Interviews de M. Hubert Curien, ministre de la recherche et de la technologie, à RTL le 9 juin 1992 et à "France-Soir" le 13 juin 1992, sur la sensibilisation des politiques et des citoyens à la recherche scientifique, à Rio lors de la CNUED et à Paris lors de la manifestation "La science en fête".

Prononcé le

Intervenant(s) : 

Média : RTL - France soir

Texte intégral

P. Caloni : Vous rentrez de Rio. On sent que cela a été à moitié réussi, "ça grippe un peu"…

H. Curien : On a fait du bon travail. Mon regret est peut-être que les scientifiques rencontrent trop peu les politiques, l'organisation ne s'y prête guère. Leurs lieux de réunions sont distincts. Ce qui ne facilite pas le dialogue.

P. Caloni : Vous pensez que ce serait une bonne chose que des scientifiques rencontrent plus les politiques ?

H. Curien : Oui.

P. Caloni : Tout le monde regarde du côté des Américains…

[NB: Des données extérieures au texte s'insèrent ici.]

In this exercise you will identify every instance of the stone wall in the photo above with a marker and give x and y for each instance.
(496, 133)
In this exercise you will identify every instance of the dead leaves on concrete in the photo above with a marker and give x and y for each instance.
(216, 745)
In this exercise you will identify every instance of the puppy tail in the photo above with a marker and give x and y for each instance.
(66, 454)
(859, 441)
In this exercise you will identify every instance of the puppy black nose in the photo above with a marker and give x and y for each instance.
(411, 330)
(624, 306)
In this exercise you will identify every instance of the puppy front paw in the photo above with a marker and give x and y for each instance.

H. Curien : Oui, surtout les Brésiliens qui aimeraient bien que les Américains fassent des gestes en faveur du Tiers-Monde, des gestes pour la protection de l'environnement.

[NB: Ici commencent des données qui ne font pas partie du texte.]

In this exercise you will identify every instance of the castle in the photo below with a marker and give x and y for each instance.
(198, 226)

P. Caloni : Les Brésiliens sont bien ceux qui laissent massacrer la forêt…

H. Curien : ils ont des problèmes. Ils ont eu des imprudences c'est vrai, mais ils ont pris conscience de la nécessité absolue de travailler sur la forêt et de la protéger, de l'exploiter convenablement.

P. Caloni : Que peut-on attendre vraiment de concret de ce Sommet ?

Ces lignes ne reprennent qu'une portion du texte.